Our results show that ModLink+ is applicable to a significant number of sequences for which the assignment of fold with other methods fails. Moreover, we have shown that ModLink+ can enlarge the sequence coverage with structure upon the predictions of PSI-BLAST, also improving the coverage of HHSearch and PRC with the same accuracy. For example, the assignment of SCOP fold codes to the Saccharomyces cerevisiae proteome at the confidence level of 82% of PPV using ModLink+ was possible for 1896 sequences that could not be matched by PSI-BLAST. Therefore, using a PPV of 82% and assuming that the ratio on the knowledge of proteome and interactome of most well-studied organisms is similar to that of S.cerevisiae, we would be able to increase the number of targets with putative fold for 5917 proteins of Caenorhabditis elegans, 7394 of Drosophila melanogaster and 17 602 of Homo sapiens. Additionally, by combining PSI-BLAST and ModLink+, we would be able to assign a structure to almost the whole sequence (Group 1) to 3561 proteins of C.elegans, 4450 of D.melanogaster and 10 593 of H.sapiens. If the knowledge on protein–protein interactions was complete, our results in yeast suggest that ModLink+ combined with PSI-BLAST could be applied to more than 2 000 000 sequences in the UniProt database (The UniProt Consortium, 2009). In summary, we have shown that ModLink+ combined with PSI-BLAST, HHSearch or PRC surpasses state-of-the-art methods of remote homology detection in coverage and accuracy. In other words, we improved PSI-BLAST, HHSearch and PRC by using protein–protein interactions even at the expense of reducing their original coverage (applicability).

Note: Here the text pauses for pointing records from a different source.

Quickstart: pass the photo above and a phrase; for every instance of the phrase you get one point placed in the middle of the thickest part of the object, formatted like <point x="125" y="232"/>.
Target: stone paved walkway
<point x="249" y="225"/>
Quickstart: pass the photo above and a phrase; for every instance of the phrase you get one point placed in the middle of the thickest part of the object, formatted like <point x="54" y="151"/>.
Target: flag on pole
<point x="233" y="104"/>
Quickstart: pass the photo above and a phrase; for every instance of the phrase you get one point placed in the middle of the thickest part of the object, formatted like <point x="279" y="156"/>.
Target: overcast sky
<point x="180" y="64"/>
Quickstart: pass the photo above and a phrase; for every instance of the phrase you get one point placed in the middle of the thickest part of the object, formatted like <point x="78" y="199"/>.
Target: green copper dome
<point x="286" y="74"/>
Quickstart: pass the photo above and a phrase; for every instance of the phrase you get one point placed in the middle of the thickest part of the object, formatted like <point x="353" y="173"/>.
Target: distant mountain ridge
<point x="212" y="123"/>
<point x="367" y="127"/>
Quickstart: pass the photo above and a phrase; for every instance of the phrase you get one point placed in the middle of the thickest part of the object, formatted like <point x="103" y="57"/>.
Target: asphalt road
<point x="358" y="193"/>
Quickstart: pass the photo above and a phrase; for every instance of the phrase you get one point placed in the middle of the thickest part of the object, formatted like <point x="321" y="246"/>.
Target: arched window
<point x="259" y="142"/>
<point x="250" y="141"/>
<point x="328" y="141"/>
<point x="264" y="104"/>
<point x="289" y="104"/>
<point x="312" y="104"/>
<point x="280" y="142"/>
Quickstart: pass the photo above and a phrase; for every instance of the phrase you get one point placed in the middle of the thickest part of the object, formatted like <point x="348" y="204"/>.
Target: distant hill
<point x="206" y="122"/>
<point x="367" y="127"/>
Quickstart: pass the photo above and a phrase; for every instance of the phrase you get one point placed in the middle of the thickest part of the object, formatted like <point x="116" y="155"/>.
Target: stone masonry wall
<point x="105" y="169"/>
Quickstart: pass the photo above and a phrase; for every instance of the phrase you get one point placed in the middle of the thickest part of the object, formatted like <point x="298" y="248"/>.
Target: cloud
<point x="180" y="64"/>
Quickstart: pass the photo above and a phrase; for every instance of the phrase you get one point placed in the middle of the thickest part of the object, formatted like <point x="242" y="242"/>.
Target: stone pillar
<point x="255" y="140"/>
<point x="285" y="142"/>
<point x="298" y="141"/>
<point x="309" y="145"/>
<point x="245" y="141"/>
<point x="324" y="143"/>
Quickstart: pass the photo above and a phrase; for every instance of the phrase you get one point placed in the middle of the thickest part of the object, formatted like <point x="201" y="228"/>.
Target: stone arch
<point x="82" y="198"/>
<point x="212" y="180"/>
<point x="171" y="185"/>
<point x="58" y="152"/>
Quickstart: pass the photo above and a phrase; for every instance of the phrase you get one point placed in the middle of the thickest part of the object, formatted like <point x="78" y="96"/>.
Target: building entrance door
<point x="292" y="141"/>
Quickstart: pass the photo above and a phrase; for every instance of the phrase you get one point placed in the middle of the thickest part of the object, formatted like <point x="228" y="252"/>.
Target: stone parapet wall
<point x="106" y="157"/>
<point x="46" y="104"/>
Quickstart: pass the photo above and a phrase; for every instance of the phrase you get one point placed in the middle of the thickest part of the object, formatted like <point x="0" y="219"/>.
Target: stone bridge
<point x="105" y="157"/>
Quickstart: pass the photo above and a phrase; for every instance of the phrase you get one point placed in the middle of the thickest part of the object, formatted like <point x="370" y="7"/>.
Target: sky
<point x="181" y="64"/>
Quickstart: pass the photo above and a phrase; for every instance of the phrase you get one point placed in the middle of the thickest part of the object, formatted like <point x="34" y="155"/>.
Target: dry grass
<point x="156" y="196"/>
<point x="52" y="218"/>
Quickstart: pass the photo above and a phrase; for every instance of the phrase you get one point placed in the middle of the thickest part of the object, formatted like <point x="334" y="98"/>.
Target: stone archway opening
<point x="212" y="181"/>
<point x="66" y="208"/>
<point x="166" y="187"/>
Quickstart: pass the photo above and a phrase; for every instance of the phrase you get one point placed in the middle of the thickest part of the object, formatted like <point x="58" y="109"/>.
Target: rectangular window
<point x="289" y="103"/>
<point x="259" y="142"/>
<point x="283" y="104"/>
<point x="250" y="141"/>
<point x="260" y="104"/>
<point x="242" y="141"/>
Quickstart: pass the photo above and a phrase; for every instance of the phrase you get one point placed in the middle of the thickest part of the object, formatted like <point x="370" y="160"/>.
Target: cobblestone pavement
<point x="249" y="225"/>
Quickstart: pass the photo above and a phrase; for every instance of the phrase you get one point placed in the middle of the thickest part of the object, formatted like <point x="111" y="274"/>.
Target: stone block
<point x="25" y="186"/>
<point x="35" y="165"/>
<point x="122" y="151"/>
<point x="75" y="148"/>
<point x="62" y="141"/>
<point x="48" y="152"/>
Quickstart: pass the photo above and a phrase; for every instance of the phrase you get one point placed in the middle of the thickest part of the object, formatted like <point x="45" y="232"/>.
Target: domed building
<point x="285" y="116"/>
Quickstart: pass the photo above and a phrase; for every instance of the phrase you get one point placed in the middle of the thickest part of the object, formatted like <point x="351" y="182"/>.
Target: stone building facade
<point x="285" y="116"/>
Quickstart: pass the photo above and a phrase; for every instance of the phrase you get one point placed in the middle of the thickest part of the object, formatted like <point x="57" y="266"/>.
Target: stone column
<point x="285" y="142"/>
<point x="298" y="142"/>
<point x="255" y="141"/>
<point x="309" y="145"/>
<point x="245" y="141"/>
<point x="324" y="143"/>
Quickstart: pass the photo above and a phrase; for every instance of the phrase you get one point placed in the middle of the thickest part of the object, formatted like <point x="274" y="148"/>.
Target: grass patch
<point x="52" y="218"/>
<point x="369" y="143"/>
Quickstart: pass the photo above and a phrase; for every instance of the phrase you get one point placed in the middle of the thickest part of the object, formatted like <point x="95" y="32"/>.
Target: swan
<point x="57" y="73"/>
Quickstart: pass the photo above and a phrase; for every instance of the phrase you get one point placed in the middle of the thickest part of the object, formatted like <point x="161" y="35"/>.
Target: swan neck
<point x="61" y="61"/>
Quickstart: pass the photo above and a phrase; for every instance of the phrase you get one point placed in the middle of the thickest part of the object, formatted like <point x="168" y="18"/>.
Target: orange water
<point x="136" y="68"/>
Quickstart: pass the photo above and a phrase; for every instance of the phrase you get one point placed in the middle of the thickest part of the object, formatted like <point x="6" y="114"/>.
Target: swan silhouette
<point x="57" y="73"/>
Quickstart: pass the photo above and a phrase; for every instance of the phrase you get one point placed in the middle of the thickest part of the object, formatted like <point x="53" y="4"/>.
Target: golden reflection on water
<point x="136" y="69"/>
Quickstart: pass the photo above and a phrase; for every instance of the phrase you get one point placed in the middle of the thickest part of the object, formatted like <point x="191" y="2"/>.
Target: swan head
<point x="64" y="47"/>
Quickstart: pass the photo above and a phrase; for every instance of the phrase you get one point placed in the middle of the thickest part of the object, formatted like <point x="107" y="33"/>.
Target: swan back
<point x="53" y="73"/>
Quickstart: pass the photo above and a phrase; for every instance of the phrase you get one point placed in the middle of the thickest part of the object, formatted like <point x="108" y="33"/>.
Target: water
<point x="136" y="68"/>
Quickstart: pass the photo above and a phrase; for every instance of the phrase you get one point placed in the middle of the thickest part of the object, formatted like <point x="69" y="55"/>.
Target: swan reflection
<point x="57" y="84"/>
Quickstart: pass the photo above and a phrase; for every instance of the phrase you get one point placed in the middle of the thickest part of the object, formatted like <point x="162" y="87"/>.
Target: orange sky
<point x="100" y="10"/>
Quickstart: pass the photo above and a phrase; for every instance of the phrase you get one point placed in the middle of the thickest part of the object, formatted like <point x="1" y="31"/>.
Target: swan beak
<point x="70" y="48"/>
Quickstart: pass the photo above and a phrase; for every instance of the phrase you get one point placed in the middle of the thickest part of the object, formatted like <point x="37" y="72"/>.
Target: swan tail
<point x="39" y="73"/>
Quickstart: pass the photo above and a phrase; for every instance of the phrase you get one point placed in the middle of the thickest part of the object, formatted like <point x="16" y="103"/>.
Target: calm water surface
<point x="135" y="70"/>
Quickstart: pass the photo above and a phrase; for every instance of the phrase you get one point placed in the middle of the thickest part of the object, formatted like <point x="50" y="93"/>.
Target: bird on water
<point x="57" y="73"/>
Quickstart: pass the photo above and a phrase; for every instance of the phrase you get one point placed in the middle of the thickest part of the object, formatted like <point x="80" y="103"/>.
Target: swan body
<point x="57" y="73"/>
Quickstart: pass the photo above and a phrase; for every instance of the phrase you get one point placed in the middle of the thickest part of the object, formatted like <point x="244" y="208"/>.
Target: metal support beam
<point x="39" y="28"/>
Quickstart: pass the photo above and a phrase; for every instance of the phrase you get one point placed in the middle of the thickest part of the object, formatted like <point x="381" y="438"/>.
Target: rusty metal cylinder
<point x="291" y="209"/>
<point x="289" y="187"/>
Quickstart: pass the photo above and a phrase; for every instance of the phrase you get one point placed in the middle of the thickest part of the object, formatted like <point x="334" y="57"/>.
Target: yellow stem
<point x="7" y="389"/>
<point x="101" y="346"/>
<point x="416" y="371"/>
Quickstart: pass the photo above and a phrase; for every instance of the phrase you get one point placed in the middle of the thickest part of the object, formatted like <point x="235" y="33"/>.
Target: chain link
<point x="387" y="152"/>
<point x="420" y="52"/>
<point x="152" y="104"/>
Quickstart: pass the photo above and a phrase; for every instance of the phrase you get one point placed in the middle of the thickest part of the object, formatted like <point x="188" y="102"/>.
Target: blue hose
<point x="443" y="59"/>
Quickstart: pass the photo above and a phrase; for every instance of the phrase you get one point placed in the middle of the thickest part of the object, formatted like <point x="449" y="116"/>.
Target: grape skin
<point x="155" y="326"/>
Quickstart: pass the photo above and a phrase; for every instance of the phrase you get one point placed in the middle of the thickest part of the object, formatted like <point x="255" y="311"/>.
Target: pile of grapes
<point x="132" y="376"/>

The coverage of ModLink+increased due to the extrapolation of links between proteins sharing common domains, as defined by domain codes of SCOP, assuming that these linked proteins have common interaction partners. Nevertheless, ModLink+ cannot recognize the regions in contact in the interactions that can cause exceptions in the rationale behind the method, for example, when extrapolating links in multidomain proteins. This limitation could be avoided by using more reliable and extensive protein– protein interaction data with knowledge of the binding interfaces or with information on the protein domains involved in the interaction. Besides, we have to note that similar structures do not necessarily interact in the same way and differences in very few residues can lead to different preferred associations (Keskin et al., 2008; Keskin et al., 2004; Tsai et al., 1996). Hence, ModLink+ will benefit in the future from methods capable of detecting the interacting domains or binding regions whenever these can be extracted from the network (Aragues et al., 2007) or from experimental data (Wang et al., 2007).
The authors would like to thank all members of the SBI lab, especially David Alarcon, Jaume Bonet, Javier García and Joan Planas, for helpful comments on the server construction and SQL data management.
Funding: EU funding (IST-027703 to O.F.); Spanish Ministerio de Educación y Ciencia (MEC, PROFIT PSE0100000-2007-1 grant to R.A.); Research program of the Barcelona Supercomputing Center (BSC) (to access the facilities of Mare Nostrum); Spanish Ministerio de Educación y Ciencia grant (BIO2007/66670 to M.A.M.-R.); National Institutes of Health U54 GM074945, U54 RR022220 and R01 GM54762, Sandler Family Supporting Foundation, Mike Homer, Ron Conway, IBM, Intel, Netapp and Hewlett Packard (to A.S.); Spanish Ministerio de Educación y Ciencia (MEC, BIO02008-0205 and PROFIT PSE0100000-2007-1, FIT-350300-2007-67 and FIT-350300-2006-42 to B.O.).
Conflict of Interest: none declared.